On le sait, l’éducation fait partie des leviers essentiels d’une sensibilisation à la sécurité informatique. L’ANSSI a publié son nouvel observatoire des métiers, dans lequel elle s’est notamment penchée sur les raisons qui poussaient les étudiants et professionnels à se diriger vers la cybersécurité.

L’ANSSI, avec cette étude, dit s’intéresser « aux leviers pour attirer au mieux les jeunes et le grand public vers les métiers de la cybersécurité ». L’enquête a été réalisée en partenariat avec la DGEFP (Délégation générale à l’emploi et à la formation professionnelle) du ministère du Travail et l’Afpa (Agence nationale pour la formation professionnelle des adultes).

Le questionnaire a été remis essentiellement aux écoles d’ingénieurs, universités et organismes de formation. Les réponses sont donc venues pour la plupart de l’enseignement supérieur. Cette surreprésentation ne surprend pas l’ANSSI, d’une part par la distribution de l’enquête, et d’autre part parce que « ce niveau de formation correspond bien aux cibles de recrutement du secteur de la cybersécurité ».

Plus de 3 500 réponses, une grande majorité d’hommes

La statistique n’étonne pas, mais reste un problème : la population dans ces formations reste essentiellement masculine.
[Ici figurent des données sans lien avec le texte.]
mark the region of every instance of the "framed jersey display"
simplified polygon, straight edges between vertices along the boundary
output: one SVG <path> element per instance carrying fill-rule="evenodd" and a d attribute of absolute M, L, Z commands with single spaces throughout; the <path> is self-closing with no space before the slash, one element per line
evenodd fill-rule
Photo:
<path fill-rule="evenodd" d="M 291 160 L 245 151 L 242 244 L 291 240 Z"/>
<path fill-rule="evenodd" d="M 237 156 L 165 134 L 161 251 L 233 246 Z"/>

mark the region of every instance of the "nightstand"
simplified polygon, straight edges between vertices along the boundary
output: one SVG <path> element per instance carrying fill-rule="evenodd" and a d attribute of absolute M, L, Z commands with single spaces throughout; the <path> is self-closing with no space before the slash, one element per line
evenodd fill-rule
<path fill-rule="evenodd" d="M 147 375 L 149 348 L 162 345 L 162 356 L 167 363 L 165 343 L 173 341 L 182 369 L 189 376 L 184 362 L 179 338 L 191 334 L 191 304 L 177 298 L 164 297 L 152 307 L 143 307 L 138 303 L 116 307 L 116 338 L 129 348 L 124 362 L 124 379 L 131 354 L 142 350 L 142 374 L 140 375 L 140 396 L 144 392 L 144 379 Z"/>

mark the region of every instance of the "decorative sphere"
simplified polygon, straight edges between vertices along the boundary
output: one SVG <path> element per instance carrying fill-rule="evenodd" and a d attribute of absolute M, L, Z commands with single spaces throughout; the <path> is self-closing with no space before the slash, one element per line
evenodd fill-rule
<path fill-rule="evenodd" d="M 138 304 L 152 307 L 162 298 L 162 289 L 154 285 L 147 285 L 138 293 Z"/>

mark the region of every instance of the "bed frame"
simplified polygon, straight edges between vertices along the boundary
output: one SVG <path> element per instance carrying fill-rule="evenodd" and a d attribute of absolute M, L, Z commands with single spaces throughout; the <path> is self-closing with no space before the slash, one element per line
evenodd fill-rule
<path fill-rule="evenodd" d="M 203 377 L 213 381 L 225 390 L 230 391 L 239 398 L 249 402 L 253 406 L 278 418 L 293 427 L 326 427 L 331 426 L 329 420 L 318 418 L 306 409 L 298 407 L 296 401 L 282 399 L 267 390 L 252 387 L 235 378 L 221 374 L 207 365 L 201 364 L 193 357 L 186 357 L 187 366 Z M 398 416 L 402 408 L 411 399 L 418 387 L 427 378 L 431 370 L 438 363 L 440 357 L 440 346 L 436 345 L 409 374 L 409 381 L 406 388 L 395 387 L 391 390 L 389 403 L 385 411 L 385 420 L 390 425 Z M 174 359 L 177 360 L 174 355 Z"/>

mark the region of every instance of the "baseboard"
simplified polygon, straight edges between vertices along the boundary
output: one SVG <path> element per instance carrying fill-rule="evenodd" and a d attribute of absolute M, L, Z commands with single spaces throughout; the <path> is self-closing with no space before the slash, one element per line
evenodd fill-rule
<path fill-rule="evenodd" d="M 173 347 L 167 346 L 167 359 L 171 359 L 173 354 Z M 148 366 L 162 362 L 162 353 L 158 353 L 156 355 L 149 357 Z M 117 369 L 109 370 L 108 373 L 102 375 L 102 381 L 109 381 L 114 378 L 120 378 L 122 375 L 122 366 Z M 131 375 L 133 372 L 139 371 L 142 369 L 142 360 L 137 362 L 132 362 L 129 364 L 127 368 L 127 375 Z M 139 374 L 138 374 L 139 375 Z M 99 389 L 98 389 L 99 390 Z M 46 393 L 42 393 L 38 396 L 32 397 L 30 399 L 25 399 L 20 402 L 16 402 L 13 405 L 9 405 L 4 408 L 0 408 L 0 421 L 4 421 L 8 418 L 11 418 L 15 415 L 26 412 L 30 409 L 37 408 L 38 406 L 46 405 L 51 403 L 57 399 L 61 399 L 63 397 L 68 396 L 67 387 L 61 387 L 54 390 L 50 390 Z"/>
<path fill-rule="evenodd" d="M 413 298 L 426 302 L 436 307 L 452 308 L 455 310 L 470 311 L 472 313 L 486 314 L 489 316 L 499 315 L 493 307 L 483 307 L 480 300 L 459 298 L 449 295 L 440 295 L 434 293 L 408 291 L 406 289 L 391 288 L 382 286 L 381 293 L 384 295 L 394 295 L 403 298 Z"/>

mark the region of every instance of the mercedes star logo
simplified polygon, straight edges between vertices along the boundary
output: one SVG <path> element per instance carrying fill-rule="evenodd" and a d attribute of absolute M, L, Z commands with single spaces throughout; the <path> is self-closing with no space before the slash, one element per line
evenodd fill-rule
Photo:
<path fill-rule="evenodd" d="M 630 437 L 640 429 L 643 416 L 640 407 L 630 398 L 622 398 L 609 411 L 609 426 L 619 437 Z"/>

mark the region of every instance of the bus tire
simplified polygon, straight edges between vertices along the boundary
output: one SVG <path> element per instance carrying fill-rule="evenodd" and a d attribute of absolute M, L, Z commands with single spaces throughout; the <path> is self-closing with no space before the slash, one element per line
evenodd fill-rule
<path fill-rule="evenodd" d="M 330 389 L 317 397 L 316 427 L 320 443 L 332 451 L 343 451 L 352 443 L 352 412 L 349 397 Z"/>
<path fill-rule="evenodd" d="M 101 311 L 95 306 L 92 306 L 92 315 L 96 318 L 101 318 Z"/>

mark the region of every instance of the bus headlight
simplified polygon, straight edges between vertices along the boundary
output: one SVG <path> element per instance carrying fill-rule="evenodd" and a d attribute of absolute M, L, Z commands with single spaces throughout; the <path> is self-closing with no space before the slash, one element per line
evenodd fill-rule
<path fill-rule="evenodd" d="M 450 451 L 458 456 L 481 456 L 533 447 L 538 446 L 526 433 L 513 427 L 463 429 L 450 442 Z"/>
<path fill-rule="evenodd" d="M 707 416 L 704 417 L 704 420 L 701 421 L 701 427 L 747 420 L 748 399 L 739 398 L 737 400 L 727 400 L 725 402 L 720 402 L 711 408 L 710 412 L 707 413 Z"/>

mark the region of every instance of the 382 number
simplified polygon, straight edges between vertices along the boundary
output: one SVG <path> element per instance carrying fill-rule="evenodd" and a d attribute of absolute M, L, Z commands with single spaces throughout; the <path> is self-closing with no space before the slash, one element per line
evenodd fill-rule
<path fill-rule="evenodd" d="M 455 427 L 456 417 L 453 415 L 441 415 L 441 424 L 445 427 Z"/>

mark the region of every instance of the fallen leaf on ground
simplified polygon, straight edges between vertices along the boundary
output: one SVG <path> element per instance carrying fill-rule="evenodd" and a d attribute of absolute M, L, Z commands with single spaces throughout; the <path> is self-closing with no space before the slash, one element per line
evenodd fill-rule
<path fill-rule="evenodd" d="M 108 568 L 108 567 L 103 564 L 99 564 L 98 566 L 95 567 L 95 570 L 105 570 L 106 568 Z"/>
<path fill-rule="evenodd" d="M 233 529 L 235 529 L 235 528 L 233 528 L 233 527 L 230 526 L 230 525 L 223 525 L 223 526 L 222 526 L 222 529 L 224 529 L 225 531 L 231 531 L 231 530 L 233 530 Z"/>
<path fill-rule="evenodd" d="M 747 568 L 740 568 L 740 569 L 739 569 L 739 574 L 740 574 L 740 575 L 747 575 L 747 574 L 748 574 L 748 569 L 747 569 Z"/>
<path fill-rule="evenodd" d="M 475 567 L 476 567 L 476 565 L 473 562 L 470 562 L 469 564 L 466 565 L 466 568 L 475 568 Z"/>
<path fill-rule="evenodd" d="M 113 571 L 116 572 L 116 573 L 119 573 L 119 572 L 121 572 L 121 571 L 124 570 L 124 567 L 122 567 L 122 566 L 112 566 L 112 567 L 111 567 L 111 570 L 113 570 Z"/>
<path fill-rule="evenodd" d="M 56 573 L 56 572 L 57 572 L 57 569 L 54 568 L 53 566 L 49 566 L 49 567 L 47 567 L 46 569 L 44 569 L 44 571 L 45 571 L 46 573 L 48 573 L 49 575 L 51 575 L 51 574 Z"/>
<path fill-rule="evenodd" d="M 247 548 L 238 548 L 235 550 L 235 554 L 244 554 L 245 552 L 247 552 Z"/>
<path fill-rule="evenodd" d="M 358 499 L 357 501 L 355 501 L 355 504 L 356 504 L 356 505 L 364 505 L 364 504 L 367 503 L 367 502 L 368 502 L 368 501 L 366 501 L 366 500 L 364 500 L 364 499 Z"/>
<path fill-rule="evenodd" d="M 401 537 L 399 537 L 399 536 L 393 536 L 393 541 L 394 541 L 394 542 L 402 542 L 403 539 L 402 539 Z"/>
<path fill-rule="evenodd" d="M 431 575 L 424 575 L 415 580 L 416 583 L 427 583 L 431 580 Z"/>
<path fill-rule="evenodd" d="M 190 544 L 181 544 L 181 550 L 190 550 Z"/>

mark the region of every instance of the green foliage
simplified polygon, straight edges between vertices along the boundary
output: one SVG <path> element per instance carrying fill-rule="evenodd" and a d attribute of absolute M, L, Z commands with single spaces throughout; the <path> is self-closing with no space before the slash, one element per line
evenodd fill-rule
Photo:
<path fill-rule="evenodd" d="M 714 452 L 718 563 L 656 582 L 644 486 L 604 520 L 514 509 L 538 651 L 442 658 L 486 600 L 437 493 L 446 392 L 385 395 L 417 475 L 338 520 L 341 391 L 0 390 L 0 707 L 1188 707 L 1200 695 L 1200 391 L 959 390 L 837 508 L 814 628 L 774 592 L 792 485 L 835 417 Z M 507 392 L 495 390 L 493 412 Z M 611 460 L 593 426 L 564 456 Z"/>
On ne compte ainsi, selon l’ANSSI, que 14 % de femmes dans les cursus en cybersécurité, 18 % dans les cursus informatiques, et 44 % dans d’autres cursus, parmi les personnes ayant répondu.

Une grande majorité des répondants ont entre 20 et 25 ans (entre 63 et 81 % selon les cursus) et sont étudiants (entre 86 et 93 %). Plus de la moitié sont en formation d’ingénieur (54 à 68 %). À noter que dans les cursus en cybersécurité, 42 % des répondants suivent une formation en alternance, le double des cursus informatiques. Signalons également la petite part des demandeurs d’emploi : 2 % en cursus cybersécurité, 7 % en cursus informatique et 1 % dans les autres cursus.

Un point qui intéresse particulièrement l’ANSSI : les répondants estiment-ils connaître le secteur de la cybersécurité ? Toutes disciplines confondues, 62 % d’entre eux le pensent. Ce n’est qu’une moyenne, car 90 % des actifs en cursus cybersécurité estiment le connaître, dont 12 % « parfaitement ». Dans les autres cursus, le chiffre tombe à 37 %. De quelle manière le connaissent-ils ? Dans les cursus cybersécurité et informatique, respectivement 64 et 52 % ont été informés dans le cadre de leur formation.

Des liens forts avec le milieu professionnel

Autre point important souligné par les résultats : 86 % des répondants des cursus cybersécurité indiquent avoir été « informés sur les opportunités d’emploi ou les métiers de la cybersécurité », et 12 % estiment même connaître « parfaitement » ce secteur professionnel. Au sein des cursus informatiques, ils sont 67 %, et 35 % dans les autres filières.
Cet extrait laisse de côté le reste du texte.